Yesterday’s service was a moment Robyn and I will never forget. I walked into the sanctuary and saw a wall of balloons 20 feet high and 80 feet wide… with dozens of huge flower arrangements… a slideshow of Ezra playing… and then my eyes settled on the box Ezra’s earthly body will rest in from now on. I stood there and cried. I miss him. It hit me then he isn’t coming back. I know he’ll never leave us in our thoughts or actions, but we will never again see him here.
It was a beautiful day with nearly a thousand people in attendance. Robyn and I are honored to have had so many of you there. Dozens of you have emailed in – yes, we did shoot the entire service on video, and we will post it later this week for those who missed it. Friends and family flew in from all over the country. Friends and family here and from everywhere flooded our home with flowers, food, and cards.
I have said this before, and will mention it again as it’s heavy on my mind. I have spent over a decade heavily involved in the church, and I’ve seen how easy it is to lose our focus on living like Jesus did to a focus on programs and schedules. It’s easy to take the injustices done against us by Christians and twist them into something done to us by Christ. It’s easy to watch hypocritical hurting people like we all are judge others and in our own mind create Jesus with that same character. Some people call it being jaded.
In 14 months of struggle I have cemented in my mind the importance of living like Jesus did. I have been slammed to the floor with tears and questions time and again, and been awed by the generosity we’ve been surrounded by. I have stood back up constantly, and stayed standing the times I have by grace and love. I see the incredibly deep need for us to care for each other. For me to care for you, and you for me. I mean this in a global sense, not specific to myself. I want to thank you all for caring for my wife, my children, and myself. It comes in many forms, and we each reach out as we can. All you do impacts. I personally read EVERY one of the thousands of total emails, comments, and messages which come to us. You’ll have to excuse my lack of response if it was your experience – I simply can’t keep up with responding. Know though that we read these, and we keep them all. We’re incredibly grateful to all of you.

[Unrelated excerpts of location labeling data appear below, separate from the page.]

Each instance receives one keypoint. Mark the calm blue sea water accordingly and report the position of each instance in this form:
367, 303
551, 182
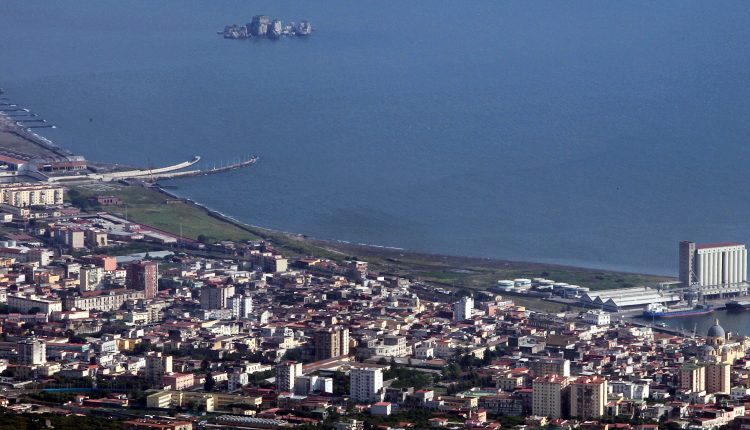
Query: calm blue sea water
582, 132
735, 322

Many of you have approached us with fundraiser ideas, pledges to help, and actions you’re going about doing already to help the fight against childhood cancer. We are awed and feel a part of a move which will affect that battle heavily and positively. We ARE going to be starting a foundation to channel our efforts, hopefully by the end of the year. First we need a few weeks break. 😀 We’d be honored to have you fighting with us then. Once we’ve rested, we will put together something which I hope you will stand with us in to directly push towards a cure for childhood cancer. I hope you’ve seen it’s face, and I hope you’re angry. I hope you’ve seen it’s not always smiling children on a commercial, but is also broken families, extreme struggle, and painful loss. I hope you also know this is NOT an unbeatable foe. Many cancers have gone from a 50% survival rate or less earlier this century to close to 97% now. It just takes attention, time, and proper funding into proper research. We plan on working hard to make sure the focus is put in correct places, not just “cancer” as a broad term.

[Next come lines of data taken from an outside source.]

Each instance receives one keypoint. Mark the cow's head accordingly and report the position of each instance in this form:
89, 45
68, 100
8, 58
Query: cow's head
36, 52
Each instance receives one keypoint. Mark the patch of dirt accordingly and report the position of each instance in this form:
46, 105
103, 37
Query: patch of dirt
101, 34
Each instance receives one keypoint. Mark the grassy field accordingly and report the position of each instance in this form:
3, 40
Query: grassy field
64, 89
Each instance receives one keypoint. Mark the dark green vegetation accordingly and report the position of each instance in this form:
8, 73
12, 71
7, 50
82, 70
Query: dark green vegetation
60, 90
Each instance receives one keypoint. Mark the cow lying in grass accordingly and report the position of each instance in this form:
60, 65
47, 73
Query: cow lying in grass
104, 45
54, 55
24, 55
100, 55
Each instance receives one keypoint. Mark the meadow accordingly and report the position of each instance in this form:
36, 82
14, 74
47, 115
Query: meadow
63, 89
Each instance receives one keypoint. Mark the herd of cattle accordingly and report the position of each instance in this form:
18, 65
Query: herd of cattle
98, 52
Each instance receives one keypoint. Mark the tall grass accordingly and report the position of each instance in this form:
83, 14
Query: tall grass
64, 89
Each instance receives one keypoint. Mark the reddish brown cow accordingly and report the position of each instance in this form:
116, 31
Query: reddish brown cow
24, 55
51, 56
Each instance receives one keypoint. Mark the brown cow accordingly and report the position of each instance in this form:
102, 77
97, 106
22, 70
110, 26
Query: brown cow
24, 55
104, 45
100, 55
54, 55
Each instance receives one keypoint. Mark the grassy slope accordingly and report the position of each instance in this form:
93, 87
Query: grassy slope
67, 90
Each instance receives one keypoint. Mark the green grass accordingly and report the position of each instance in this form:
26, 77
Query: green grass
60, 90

You should see Charley. We’ve been home(ish) this past week – well, crazy busy with planning Ezra’s celebration service, but home much more often than we had been. Charley is stronger than ever, over 17lb, and wearing the same size diapers Ezra did. He’s smiling a lot, and babbling like no tomorrow. He’ll most likely no longer need oxygen support by early December. He’s taking little bits of liquids orally now, so we’re moving towards getting the pump feeds to not be necessary. He is a good looking, strong little man. 2011 will be a strong new year for our family of 3.